“分かっていても対処できない”マクリだったのかもしれない
文/編集部(T)、写真/川井博
野球を見ていると、
「あのボールは分かっていても打てませんね」と解説者が言うことがある。その理由が、例えば
ダルビッシュ投手が投げるスライダーのような鋭い変化球だったり、
大谷投手が投げる剛速球だったりすれば自分でもよく分かるのだが、
「あれがなんで打てないの?」と思うこともけっこうある。
プロに言わせると、たとえば同じようなコースに投げたボールであっても、それがバッターに対する初球なのか、2ストライクに追い込んだ後の決め球であるかでも変わるらしい。言わんとすることは分かる気もするのだが、正直なところ素人の自分だと
見るだけでは分からない。
競馬も似たようなところはある。人気薄が逃げ切ると
「なぜ早めに仕掛けなかった?」や、
「あそこで行けば届いたのに」と言われるし、直線で前が詰まると
「あそこで内を突かなければ」などといわれる。もちろん自分もそう思うことは多いのですが……。

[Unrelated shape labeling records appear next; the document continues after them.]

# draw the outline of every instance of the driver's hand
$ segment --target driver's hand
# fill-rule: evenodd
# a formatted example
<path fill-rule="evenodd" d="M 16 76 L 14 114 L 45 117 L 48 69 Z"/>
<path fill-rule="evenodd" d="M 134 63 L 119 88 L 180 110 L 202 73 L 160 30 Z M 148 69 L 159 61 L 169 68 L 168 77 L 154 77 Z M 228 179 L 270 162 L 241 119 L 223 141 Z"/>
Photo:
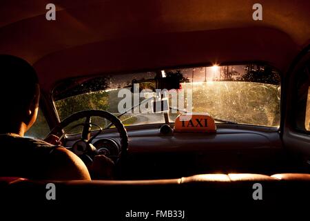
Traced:
<path fill-rule="evenodd" d="M 61 142 L 58 142 L 59 140 L 59 137 L 53 134 L 50 134 L 48 136 L 44 139 L 45 142 L 50 143 L 53 145 L 59 145 L 61 146 Z"/>
<path fill-rule="evenodd" d="M 94 156 L 88 170 L 92 180 L 112 180 L 114 163 L 103 155 Z"/>

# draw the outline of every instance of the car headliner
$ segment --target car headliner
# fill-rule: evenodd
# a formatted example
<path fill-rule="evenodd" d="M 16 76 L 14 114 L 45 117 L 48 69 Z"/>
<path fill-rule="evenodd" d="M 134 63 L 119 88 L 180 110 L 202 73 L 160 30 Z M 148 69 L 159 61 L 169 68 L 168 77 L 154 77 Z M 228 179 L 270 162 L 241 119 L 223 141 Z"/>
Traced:
<path fill-rule="evenodd" d="M 310 2 L 57 0 L 0 3 L 0 53 L 30 62 L 41 87 L 74 76 L 180 65 L 266 61 L 285 72 L 310 43 Z"/>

もちろん、騎手の方々がそうした、またはそうできなかった理由はあるだろう。早めに仕掛けたら直線で止まるリスクはあるし、外を回したら距離ロスが大きくなる危険性も高くなる。それ以外にも、見ているだけでは分からない様々な理由があるという。
とはいえ、馬券を買っている自分たちも意見を持つのは自由だし、その権利もあるはず。
M.キネーン元騎手は
「競馬はいろいろな立場から様々な意見を出せるスポーツだ」と言っていたが、それも競馬の良さなのだろう。
なぜこのような話を思い出したかというと、今回の
エルムSを制した
ジェベルムーサの戦法が、あまりに
「分かりやすい」からだ。
これまでの
ジェベルムーサの勝ちパターンは、出遅れから向正面で一気に進出し、そのまま押し切るというもの。今回はいつもより良いスタートを切ったが、
岩田騎手は慌てず騒がずいつものように後方へ。そしていつものように向正面でエンジンを吹かして外を通って進出し、4角で先頭に立って②着
グレープブランデーの追撃を振り切った。
このレースを含め、OPでの
ジェベルムーサは
4角4番手以内だと①②④①③①着、
5番手以下だと④⑥⑨着。昨年の
エルムSはマクリ不発(4角5番手)から⑥着に敗れている。
4コーナーである程度前にいるかどうかで結果が大きく変わっている。
素人目からは穴も大きい戦法に見えるだけに、他馬の馬券を買っている方からすると、
「なぜマクってくるのが分かっているのに対応できないのか」と思うだろう。
ただ、実際どのような対応をするかを考えると、これが難しい気もする。4角までに進出させまいとすると、レース前半で内に閉じ込めるか、もしくは早めに仕掛けるしかなさそうだが、自分のレースができなくなる危険性も高くなるだろう。道中で徹底マークするにしても、向正面で速い脚で上がっていき、最後まで保たせるのも難しそうだ。
今回については、
“分かっていても対処できなかった”可能性もあるのではないだろうか。
ただ、
ジェベルムーサが1000万以上で挙げた5勝は福島、中山(2勝)、函館、札幌で、いずれも
直線が短いコース。この戦法はコース形態にも大きく左右されそうなので、ダートG1が開催される
東京や中京で通用するかという課題はあるだろう。
今後は
“コースにかかわらず、分かっていても対処できないマクリ” に昇華できるか。騎手の手綱捌きにも大きく左右されそうなだけに、鞍上も含めて注目したい。
また、②着
グレープブランデー、③着
エーシンモアオバーは先日惜しまれつつ亡くなった
マンハッタンカフェ産駒。
グレープブランデーの連対は13年
フェブラリーS(①着)以来2年半ぶり、
エーシンモアオバーが中央で馬券圏内に入ったのは13年
エルムS(②着)以来で、
エルムSは6年連続の出走で馬券圏内に入ったのは4回目となる。
“亡くなった種牡馬の子は走る”とはよくいわれるが、1番人気の
クリノスターオーなどの追撃を凌いでのものだけに、これは大健闘だろう。
マンハッタンカフェはまだ有力な後継種牡馬が少ないだけに、ベテラン勢が今後もうひと花を咲かせられるか、こちらにも期待したいところだ。